Nieto, hijo y hermano de ganaderos, no podía ser otra cosa que criador de toros de lidia
Fernando Domecq, en 2003 - RUIZ DE ALMODOVAR
Ángel González Abad
La esencia del toro bravo en su sangre. Su abuelo, Juan Pedro Domecq y Núñez de Villavicencio formó una ganadería que ha marcado, con todas sus ramas, la historia del toreo desde el primer tercio del pasado siglo. Fernando Domecq, nieto, hijo y hermano de ganaderos, no podía ser otra cosa que criador de toros de lidia. Por tradición y por una afición desmedida por el campo, por conseguir un toro noble y bravo, que emocionara con sus embestidas a aficionados y toreros. Lo logró, y su legado sigue vivo en muchas ganaderías de la actualidad.
A partir de 1975 y hasta 1986 dirigió la divisa de Jandilla, y al año siguiente formó la suya propia con la parte que le correspondió, al dividirse con su hermano Borja. Se hizo con el histórico hierro de Zalduendo, y aunque mantuvo hierro, señal y divisa, los nuevos ejemplares nada tenían que ver con los míticos astados navarros.

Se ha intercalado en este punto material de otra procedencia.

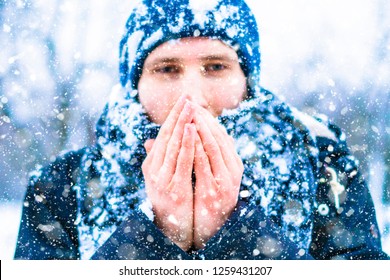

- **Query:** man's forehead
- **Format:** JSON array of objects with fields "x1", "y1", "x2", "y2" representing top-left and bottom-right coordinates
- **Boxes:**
[{"x1": 145, "y1": 37, "x2": 239, "y2": 62}]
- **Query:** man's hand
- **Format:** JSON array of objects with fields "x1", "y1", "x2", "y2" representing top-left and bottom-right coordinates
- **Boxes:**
[
  {"x1": 142, "y1": 99, "x2": 243, "y2": 251},
  {"x1": 142, "y1": 95, "x2": 195, "y2": 251},
  {"x1": 192, "y1": 106, "x2": 244, "y2": 249}
]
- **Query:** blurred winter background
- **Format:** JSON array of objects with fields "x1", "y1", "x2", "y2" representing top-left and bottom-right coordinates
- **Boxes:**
[{"x1": 0, "y1": 0, "x2": 389, "y2": 259}]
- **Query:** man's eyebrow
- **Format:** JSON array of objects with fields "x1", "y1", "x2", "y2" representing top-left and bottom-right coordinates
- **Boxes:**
[
  {"x1": 144, "y1": 57, "x2": 181, "y2": 67},
  {"x1": 199, "y1": 55, "x2": 238, "y2": 62}
]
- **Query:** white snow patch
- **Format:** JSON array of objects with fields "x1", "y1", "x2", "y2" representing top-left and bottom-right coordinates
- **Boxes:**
[
  {"x1": 290, "y1": 107, "x2": 337, "y2": 141},
  {"x1": 169, "y1": 12, "x2": 186, "y2": 33},
  {"x1": 239, "y1": 139, "x2": 257, "y2": 158},
  {"x1": 192, "y1": 12, "x2": 210, "y2": 29},
  {"x1": 188, "y1": 0, "x2": 220, "y2": 14},
  {"x1": 270, "y1": 158, "x2": 289, "y2": 175},
  {"x1": 240, "y1": 190, "x2": 251, "y2": 198},
  {"x1": 124, "y1": 30, "x2": 144, "y2": 67},
  {"x1": 259, "y1": 189, "x2": 274, "y2": 209},
  {"x1": 282, "y1": 210, "x2": 305, "y2": 227},
  {"x1": 141, "y1": 28, "x2": 163, "y2": 50},
  {"x1": 78, "y1": 221, "x2": 116, "y2": 260},
  {"x1": 139, "y1": 197, "x2": 154, "y2": 221}
]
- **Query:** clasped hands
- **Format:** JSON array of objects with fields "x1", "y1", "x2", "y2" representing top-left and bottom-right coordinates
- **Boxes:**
[{"x1": 141, "y1": 95, "x2": 244, "y2": 251}]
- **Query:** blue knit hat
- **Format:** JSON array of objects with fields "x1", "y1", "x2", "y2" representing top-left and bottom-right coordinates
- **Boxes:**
[{"x1": 119, "y1": 0, "x2": 261, "y2": 96}]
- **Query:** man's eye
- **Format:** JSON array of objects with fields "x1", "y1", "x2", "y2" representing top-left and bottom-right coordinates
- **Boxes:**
[
  {"x1": 153, "y1": 65, "x2": 180, "y2": 74},
  {"x1": 204, "y1": 63, "x2": 228, "y2": 72}
]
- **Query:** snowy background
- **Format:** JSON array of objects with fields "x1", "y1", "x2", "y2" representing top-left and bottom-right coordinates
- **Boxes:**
[{"x1": 0, "y1": 0, "x2": 389, "y2": 259}]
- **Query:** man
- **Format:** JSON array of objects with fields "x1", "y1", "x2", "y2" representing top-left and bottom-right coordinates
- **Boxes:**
[{"x1": 15, "y1": 0, "x2": 389, "y2": 260}]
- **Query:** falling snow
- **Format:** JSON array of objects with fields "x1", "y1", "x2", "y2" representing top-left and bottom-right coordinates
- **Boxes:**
[{"x1": 0, "y1": 0, "x2": 389, "y2": 260}]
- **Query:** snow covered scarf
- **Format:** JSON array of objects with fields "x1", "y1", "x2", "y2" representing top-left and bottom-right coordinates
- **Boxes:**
[{"x1": 73, "y1": 0, "x2": 320, "y2": 259}]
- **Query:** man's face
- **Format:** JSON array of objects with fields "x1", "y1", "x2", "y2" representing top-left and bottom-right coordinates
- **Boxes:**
[{"x1": 138, "y1": 37, "x2": 247, "y2": 124}]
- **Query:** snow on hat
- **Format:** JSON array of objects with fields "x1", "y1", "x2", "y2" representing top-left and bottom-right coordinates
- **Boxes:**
[{"x1": 119, "y1": 0, "x2": 261, "y2": 95}]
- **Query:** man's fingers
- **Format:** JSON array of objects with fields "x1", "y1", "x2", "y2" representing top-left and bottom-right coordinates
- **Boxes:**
[
  {"x1": 150, "y1": 94, "x2": 190, "y2": 167},
  {"x1": 194, "y1": 113, "x2": 228, "y2": 176},
  {"x1": 163, "y1": 101, "x2": 195, "y2": 175},
  {"x1": 144, "y1": 139, "x2": 155, "y2": 155},
  {"x1": 175, "y1": 123, "x2": 196, "y2": 177},
  {"x1": 194, "y1": 105, "x2": 242, "y2": 173},
  {"x1": 194, "y1": 132, "x2": 212, "y2": 179}
]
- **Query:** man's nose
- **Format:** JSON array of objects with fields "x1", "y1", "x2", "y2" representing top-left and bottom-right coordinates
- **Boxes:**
[{"x1": 180, "y1": 68, "x2": 208, "y2": 109}]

Ahondó en la sangre Domecq, seleccionó en la búsqueda de la excelencia, de un animal con casta, de preciosa lámina, con las hechuras imprescindibles para llevar en sus arrancadas todo lo que él entendía que debía transmitir un toro bravo, su bonhomía también.
Hasta 1992 no lidió su primera corrida con el nombre de Zalduendo, y a partir de ahí se colocó como figura indiscutible de los ganaderos. Los zalduendos de Fernando Domecq eran cada vez más codiciados, demandados por las figuras, imprescindibles en las ferias más importantes. Son incontables los toros destacados, pero como ejemplo de uno de los mejores esta, sin duda, «Jarabito», un astado que inmortalizó Emilio Muñoz en la Maestranza sevillana en una de las mejores faenas de su carrera. Fue el 20 de abril de 1999, y cuenta la crónica abecedaria que «el ejemplar de Zalduendo, completísimo durante toda la lidia, entregó sus orejas a Muñoz con sus largas y francas embestidas».
En 2014, tras una larga reflexión, decidió desprenderse de la ganadería, que pasó a las manos del empresario mexicano Antonio Bailleres. Él mismo declaró que lo dejaba porque no se sentía valorado como ganadero. Y siempre el toro bravo en la sangre: «Nunca diré que he muerto como ganadero. El futuro es impredecible». Muchos, seguro que recordaron ayer sus palabras durante el minuto de silencio que se guardó en Las Ventas en su memoria, en el sentido homenaje a un ganadero de dinastía.